Dstl challenge: machine learning for understanding code quality


As systems get bigger, software becomes more complicated. As an illustration of this, the Boeing 787 aircraft carries 7 million lines of code. Managing this and checking for code errors has become increasingly difficult and the Defence Science and Technology Laboratory (Dstl)’s challenge for Turing researchers was to find a machine-learning solution that can help improve tools for understanding code quality. The direct benefit of this would be greater control of the growth of bugs in new big systems, which in turn, if applied to the aeroplane example above would mean lower risk of something going wrong, with potentially catastrophic results.

Current static analytic and formal method solutions are ‘noisy’, in the sense that when applied, up to 100,000 errors maybe identified which need to be manually sifted through to identify the most serious errors. They are also costly. Machine learning tools on the other hand, are more sensitive and able to prioritise problems in order of severity.


Before coming to the Data Study Group, John, from Dstl, already had ideas about the potential of what machine learning could achieve. He says: “I knew that machine-learning systems have the capability to detect and learn from patterns in data and that this could be applied to detecting bugs in code. I was hoping that this idea could be built on and that Turing researchers would help me to take it further.”

John says that what at the beginning seemed impossible now appears to be a real possibility. He says: “I didn’t really come with any expectations. I just hoped the researchers would be enthusiastic about engaging with the problem, pull it apart and tackle it with different approaches.”

"I don’t think one person or discipline in isolation could have achieved this [solution]"

'John', Defence Science and Technology Laboratory (Dstl)

The researchers were drawn from backgrounds ranging from machine learning, computer science and deep learning, which meant they all had different ideas about how the challenge could be tackled. John says, “It was great to get that range of experience all in one place. They bounced ideas off each other and this led to the beginnings of a solution. I don’t think one person or discipline in isolation could have achieved this.”

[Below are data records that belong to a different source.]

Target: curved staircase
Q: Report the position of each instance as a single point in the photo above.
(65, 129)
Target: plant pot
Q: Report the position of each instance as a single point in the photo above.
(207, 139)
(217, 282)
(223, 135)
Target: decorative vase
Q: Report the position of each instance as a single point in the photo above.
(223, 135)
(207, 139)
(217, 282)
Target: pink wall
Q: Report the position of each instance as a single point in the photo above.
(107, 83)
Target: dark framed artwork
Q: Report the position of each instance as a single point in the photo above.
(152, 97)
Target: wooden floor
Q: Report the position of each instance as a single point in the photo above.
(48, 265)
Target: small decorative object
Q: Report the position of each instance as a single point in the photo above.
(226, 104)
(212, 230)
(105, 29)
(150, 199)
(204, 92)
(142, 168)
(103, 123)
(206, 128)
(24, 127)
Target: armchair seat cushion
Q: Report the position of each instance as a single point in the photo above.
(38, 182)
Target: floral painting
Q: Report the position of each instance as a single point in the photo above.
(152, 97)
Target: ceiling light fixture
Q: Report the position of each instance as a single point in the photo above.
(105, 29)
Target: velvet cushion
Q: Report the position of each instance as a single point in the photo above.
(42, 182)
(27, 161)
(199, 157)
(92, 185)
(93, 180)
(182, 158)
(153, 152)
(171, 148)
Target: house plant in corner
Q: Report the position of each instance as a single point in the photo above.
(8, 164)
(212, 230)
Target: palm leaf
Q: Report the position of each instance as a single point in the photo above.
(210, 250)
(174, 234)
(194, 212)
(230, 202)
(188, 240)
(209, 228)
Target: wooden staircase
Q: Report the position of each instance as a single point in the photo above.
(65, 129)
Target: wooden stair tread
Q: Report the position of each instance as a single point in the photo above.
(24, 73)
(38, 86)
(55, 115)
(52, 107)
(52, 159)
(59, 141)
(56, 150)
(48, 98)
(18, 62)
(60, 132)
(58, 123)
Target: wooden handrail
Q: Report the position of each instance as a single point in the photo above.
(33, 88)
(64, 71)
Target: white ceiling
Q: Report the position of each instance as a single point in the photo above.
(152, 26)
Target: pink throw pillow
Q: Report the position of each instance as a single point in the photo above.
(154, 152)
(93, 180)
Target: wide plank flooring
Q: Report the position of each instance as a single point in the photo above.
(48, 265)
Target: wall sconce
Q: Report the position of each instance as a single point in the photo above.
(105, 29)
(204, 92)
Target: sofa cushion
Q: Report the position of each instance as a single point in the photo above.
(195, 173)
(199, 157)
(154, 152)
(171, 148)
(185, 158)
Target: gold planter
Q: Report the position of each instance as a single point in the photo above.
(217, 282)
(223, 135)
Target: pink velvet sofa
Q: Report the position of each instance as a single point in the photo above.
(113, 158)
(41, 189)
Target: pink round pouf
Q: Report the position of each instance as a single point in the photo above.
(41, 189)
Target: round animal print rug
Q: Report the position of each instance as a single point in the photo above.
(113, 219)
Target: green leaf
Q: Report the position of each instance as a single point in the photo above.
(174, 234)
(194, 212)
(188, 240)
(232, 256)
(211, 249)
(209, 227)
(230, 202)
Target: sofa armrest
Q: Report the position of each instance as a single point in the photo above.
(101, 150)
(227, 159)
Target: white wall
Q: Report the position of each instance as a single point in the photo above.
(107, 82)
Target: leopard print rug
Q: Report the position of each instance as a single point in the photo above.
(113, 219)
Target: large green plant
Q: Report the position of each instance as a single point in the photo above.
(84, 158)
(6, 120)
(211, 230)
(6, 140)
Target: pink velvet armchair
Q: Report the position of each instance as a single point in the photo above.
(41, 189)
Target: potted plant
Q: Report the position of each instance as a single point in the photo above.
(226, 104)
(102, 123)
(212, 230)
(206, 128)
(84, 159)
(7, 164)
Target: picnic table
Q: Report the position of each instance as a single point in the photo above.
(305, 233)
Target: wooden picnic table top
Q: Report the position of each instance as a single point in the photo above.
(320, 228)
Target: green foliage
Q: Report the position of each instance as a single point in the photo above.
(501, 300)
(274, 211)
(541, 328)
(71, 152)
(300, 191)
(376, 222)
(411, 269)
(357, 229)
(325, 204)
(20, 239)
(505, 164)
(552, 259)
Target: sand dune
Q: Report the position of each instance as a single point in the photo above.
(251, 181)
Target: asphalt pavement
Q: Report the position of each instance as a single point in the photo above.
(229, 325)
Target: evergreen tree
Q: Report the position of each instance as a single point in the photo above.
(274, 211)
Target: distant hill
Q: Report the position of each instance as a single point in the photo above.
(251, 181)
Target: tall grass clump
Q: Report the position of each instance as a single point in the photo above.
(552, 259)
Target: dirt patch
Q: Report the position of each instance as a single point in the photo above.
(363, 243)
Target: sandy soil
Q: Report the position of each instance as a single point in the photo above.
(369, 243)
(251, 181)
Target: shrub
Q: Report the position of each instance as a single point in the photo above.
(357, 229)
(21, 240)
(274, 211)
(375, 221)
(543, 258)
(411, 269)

He explains, “This is an area that is sparse in research. There is a lot of potential in this field but not much to see across the academic literature, so we are not yet in a position to expect a full solution. But if we can begin to drive the research, we can begin to drive the solutions.”

Reflecting on the highlights over the five days, he says, “Being able to sit in with the team as they worked was a privilege. Also the speed with which they could jump from problems to solutions was great to see.”

He adds: “I am confident that machine learning and data science will eventually provide the tools to solve the problem of code quality. We knew that technically it is a difficult problem to solve and that it would require a lot of work. However, machine learning tools have the capacity to learn over time which would then enable us to build better future systems more quickly.”

In terms of advice to those who may be interested in collaborating with the Institute in future, John says, “In advance of a Data Study Group prepare the data and the techniques as best you can. It was astonishing to see what’s been achieved, the hours put in and the progress the researchers were able to make, but they only really had three full days to work on the challenge. Good preparation of the data in advance would have allowed more time.”